What we needed to do is to take charge of Project EVO's engine control system and tune it ourselves. Our goal was to see how much power we could safely make on California's 91-octane pee-like fuel through the catalytic converter. We also wanted reliability for time attack type events on road courses.

Road racing is very demanding. The engine may be at full throttle for a minute or more and will remain at full throttle and under high loads for extended periods of time, lap after lap, for as long as 40 minutes a session. This is way more taxing than a 10-13-second blast down the quarter mile. Road racing, not drag racing, is the ultimate test of tuning and durability. We want a car that can run like this, not a sprinter drag machine or a dyno queen tuned to the limit on the dyno, only to blow up during a long pull around California Speedway's oval.
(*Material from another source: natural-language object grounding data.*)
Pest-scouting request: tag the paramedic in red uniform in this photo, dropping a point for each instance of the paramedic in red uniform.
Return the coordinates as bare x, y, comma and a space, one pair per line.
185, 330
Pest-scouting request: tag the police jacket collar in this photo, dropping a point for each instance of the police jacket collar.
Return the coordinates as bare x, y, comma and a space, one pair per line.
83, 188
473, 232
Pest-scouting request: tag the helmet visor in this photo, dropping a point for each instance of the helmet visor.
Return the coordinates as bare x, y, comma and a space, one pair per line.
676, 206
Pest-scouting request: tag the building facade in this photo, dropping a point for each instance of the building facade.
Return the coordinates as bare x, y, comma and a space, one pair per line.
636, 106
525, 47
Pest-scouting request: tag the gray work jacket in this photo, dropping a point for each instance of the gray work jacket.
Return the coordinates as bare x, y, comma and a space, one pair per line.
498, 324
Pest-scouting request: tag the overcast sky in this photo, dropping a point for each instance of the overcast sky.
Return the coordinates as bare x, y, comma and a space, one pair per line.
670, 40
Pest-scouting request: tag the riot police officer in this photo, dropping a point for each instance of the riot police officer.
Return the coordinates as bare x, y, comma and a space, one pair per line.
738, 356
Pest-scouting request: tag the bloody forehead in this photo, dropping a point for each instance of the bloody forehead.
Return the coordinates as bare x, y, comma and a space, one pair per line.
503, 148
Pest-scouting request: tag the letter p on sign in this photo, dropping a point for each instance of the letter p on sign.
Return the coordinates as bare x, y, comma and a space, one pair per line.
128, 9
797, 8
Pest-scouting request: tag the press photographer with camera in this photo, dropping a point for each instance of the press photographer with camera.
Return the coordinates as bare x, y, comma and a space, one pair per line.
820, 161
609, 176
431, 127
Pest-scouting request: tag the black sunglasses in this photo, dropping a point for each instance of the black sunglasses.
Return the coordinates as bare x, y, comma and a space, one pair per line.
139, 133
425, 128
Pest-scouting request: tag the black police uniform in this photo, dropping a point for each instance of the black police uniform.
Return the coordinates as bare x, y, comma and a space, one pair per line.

For assistance, we turned to one of the EVO tuning masters to run on California gas, Shiv Pathak of Vishnu Performance Systems. Shiv has a road racing background and plenty of experience tuning a car so it can live while being pummeled for long periods of time. Shiv's cars have a reputation for being quite reliable among California's EVO-armed hot lappers.

Recently, a Vishnu-built EVO putting out more than 500 whp through a stock bottom end won its class in the grueling Cannonball One Lap of America race. During One Lap, the cars must be driven literally for one lap around America unsupported during the course of the event. There are daily stops for time trials and special stages, like skidpad and drag racing. The Vishnu car was pounded at 25 to 30 psi on road courses and dragstrips while being driven for extremely long distances around the clock at high speeds for thousands of miles. The little EVO won the sedan class and placed fifth overall, beating many exotic, highly modified and expensive cars. As a testament to Vishnu's tuning skill, the EVO still ran perfectly after the event.